# Rohloff: QR to bolt-on conversion



## Al Warda (Jul 4, 2015)

Ive just been converted. I've read much about this subject and deemed it impossible. A 'mere' NZ $150 got me from a QR to bolt-on and no more anxiety about slippages in my horizontal drop-outs (it's a Surly Krampus).
Great


----------



## Al Warda (Jul 4, 2015)

Oh yeah I forgot, and you might find this interesting? A link to the work my mechanic did on the hub
https://www.facebook.com/pages/PuresportsNZ-Ltd/457762514257173


----------



## vikb (Sep 7, 2008)

Cool.
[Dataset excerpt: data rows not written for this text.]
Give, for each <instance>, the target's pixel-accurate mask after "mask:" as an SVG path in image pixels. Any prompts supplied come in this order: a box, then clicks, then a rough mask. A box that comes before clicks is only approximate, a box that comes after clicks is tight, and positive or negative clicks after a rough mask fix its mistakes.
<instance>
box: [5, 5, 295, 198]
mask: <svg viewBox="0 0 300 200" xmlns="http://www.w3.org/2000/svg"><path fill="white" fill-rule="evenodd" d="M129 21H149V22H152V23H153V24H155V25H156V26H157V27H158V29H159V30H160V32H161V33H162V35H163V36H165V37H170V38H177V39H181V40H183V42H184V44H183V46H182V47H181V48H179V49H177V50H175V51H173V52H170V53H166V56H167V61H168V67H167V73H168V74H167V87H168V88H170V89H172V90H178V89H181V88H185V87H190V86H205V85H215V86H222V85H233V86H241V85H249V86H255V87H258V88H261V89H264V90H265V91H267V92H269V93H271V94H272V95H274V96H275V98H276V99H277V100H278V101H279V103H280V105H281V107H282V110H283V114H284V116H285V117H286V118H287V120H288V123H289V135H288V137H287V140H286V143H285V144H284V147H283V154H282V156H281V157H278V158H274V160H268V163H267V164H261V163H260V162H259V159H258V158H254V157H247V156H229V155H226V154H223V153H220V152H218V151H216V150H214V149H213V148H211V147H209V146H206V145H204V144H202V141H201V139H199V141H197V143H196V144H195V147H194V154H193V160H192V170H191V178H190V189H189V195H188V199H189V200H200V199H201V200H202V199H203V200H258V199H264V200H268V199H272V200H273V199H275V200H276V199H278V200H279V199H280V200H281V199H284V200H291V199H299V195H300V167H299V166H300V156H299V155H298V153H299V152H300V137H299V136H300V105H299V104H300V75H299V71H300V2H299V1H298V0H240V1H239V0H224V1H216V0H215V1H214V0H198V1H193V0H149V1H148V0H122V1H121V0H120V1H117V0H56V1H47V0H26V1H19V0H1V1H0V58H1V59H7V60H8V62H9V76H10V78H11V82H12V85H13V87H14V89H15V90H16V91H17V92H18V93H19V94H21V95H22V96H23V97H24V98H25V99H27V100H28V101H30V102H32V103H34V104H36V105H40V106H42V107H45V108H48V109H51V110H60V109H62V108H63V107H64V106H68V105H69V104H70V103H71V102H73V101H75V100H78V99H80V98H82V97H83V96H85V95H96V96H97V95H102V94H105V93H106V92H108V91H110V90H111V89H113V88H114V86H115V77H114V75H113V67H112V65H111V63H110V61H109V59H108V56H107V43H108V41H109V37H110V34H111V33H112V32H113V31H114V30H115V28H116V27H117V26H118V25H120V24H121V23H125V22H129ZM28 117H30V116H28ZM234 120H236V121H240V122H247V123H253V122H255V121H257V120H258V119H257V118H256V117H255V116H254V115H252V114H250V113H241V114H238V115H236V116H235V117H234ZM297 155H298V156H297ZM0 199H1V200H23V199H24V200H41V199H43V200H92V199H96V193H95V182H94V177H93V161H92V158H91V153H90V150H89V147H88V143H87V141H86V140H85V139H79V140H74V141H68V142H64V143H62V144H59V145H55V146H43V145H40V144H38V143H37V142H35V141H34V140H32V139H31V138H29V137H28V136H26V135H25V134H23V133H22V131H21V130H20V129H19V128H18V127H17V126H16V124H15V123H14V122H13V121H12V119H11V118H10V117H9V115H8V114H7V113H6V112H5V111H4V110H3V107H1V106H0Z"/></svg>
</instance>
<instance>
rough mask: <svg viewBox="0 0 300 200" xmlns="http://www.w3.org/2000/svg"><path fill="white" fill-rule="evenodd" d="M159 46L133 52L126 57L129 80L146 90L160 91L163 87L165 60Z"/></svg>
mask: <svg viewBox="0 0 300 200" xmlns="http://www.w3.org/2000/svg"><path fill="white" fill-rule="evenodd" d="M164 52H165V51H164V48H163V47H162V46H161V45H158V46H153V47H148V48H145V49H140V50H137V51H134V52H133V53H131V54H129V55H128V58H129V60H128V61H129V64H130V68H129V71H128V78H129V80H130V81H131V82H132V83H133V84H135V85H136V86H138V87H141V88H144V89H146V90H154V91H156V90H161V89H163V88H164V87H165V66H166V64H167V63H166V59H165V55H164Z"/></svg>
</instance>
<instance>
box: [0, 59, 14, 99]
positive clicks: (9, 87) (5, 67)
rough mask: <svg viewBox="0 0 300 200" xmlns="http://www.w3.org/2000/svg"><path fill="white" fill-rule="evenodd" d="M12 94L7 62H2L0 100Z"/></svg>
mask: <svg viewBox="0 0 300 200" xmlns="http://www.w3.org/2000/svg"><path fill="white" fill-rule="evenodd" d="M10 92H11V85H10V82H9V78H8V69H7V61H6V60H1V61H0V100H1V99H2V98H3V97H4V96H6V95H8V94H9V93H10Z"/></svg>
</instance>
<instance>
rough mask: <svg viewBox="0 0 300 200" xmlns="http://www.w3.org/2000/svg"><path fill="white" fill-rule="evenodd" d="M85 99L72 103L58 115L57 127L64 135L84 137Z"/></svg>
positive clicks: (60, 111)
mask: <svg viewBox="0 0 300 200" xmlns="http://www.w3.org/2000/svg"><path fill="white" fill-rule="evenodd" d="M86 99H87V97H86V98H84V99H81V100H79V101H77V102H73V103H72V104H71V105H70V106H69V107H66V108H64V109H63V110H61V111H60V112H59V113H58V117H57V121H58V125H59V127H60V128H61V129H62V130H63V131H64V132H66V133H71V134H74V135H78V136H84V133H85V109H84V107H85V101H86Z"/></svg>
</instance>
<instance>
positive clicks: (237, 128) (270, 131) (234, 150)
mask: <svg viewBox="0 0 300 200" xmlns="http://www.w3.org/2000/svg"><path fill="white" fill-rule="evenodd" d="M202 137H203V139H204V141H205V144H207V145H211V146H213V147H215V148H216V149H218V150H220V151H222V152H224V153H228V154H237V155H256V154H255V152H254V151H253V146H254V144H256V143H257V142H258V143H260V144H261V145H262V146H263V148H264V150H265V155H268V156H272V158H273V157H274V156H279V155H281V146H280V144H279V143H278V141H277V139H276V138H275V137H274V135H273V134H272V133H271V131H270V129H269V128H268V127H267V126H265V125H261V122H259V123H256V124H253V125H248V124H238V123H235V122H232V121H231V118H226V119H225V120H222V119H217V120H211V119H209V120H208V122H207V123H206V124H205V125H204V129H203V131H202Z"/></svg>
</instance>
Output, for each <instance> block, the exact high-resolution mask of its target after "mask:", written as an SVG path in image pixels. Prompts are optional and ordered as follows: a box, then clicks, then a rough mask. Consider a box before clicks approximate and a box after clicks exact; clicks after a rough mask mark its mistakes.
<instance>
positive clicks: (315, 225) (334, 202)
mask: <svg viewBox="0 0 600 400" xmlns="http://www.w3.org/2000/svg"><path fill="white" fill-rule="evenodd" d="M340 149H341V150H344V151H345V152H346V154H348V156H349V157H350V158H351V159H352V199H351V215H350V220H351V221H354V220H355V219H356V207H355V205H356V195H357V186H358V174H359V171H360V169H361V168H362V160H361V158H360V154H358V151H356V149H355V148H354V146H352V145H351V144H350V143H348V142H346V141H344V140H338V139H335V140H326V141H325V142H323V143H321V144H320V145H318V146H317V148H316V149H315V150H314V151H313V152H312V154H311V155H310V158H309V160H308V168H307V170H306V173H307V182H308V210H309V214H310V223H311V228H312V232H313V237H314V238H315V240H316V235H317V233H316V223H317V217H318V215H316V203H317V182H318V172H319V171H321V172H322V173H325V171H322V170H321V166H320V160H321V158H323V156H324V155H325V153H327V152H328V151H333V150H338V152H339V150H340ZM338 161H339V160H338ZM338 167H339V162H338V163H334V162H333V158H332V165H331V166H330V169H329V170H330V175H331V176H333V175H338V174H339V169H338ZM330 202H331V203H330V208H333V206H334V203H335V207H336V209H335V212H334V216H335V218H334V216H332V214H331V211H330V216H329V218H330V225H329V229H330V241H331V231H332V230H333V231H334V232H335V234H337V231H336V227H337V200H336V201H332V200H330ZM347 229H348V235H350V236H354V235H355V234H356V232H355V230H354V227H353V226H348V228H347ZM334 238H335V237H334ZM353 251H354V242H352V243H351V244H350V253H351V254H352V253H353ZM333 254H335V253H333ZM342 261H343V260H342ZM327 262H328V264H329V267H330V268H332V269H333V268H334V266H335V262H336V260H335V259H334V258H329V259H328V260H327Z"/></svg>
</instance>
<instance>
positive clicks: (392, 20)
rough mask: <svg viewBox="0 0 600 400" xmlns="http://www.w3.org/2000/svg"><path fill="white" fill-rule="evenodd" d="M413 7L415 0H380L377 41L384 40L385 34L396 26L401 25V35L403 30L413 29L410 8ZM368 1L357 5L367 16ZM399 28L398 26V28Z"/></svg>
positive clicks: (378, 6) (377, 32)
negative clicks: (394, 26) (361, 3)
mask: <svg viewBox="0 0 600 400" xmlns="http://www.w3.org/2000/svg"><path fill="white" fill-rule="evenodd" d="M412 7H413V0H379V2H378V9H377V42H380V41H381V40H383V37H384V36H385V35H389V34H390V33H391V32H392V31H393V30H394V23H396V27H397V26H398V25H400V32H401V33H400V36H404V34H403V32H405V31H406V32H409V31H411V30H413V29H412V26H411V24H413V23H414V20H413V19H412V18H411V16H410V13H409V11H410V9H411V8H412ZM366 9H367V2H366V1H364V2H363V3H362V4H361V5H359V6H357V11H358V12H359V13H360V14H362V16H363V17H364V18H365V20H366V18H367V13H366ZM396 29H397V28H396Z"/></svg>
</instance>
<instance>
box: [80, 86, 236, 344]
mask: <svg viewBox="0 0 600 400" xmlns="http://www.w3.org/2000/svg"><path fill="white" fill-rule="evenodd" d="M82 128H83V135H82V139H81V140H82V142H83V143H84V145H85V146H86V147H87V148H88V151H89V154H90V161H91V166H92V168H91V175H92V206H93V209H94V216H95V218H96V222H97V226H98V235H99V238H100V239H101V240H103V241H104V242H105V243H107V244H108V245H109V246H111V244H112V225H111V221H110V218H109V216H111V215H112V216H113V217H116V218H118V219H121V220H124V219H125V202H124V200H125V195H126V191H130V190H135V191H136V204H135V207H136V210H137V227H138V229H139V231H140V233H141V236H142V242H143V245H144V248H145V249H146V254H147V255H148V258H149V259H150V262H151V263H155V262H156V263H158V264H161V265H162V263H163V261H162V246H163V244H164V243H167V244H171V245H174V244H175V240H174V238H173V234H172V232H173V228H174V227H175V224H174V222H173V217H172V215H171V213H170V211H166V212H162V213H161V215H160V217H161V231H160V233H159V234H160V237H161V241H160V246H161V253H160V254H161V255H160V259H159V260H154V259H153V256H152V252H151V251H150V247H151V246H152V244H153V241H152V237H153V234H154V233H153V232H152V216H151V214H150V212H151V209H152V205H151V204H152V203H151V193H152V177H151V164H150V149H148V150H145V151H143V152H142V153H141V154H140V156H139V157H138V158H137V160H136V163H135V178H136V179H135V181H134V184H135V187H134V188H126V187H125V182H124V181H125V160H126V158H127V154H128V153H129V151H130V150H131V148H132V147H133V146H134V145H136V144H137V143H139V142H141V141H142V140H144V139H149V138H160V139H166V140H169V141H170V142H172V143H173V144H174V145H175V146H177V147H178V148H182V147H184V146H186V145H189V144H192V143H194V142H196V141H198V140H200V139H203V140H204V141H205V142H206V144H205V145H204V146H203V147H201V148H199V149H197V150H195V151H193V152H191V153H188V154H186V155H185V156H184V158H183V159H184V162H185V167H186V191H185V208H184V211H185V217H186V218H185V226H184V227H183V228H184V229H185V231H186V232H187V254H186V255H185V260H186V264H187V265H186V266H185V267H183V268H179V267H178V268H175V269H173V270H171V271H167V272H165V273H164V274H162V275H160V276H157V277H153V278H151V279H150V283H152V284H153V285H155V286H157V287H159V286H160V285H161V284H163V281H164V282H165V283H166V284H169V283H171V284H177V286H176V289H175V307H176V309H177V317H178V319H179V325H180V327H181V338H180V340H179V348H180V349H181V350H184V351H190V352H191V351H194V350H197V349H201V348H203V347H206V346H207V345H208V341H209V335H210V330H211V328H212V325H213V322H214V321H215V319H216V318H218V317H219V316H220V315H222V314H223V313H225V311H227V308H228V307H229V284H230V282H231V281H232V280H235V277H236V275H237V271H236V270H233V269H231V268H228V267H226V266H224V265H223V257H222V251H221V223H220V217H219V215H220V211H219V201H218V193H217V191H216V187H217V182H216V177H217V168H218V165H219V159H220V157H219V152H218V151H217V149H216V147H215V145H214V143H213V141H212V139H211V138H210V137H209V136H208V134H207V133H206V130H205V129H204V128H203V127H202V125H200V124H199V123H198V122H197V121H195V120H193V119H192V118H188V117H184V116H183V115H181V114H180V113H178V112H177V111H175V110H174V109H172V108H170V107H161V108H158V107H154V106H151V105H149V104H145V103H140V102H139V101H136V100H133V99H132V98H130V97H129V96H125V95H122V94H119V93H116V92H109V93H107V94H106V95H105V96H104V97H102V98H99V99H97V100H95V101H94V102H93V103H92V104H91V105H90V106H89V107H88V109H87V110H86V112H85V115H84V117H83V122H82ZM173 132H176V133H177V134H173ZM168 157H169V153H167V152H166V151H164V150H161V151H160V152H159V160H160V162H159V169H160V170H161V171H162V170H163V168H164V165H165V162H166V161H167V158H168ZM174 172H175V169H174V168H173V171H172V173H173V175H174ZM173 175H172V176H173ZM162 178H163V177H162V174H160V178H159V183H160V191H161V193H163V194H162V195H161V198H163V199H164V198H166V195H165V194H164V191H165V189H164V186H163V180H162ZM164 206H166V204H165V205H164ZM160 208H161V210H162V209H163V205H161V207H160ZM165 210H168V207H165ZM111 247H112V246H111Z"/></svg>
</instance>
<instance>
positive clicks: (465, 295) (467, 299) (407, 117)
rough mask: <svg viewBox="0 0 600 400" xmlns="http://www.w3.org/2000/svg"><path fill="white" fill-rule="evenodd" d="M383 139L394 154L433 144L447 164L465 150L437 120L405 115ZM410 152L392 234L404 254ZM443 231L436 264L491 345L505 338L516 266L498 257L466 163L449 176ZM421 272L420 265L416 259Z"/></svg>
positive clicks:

One of these days when my 'hoff has to go back to Cycle Monkey USA for a service/overall I may get this done. I'd prefer bolt on with the horizontal dropouts on my Krampus.


----------



## Al Warda (Jul 4, 2015)

You should do. For the peace of mind, not to worry about slippage and looking down at my wheel after a long descent, it was well worth it.


----------



## Chiang Mai (Jan 26, 2015)

Is Speedhub compatible with sliding dropouts?


Sent from my iPhone using Tapatalkfss


----------



## ladljon (Nov 30, 2011)

Slider dropouts


----------



## Chiang Mai (Jan 26, 2015)

Cool. I have a ~Mootis.


Sent from my iPhone using Tapatalkfss


----------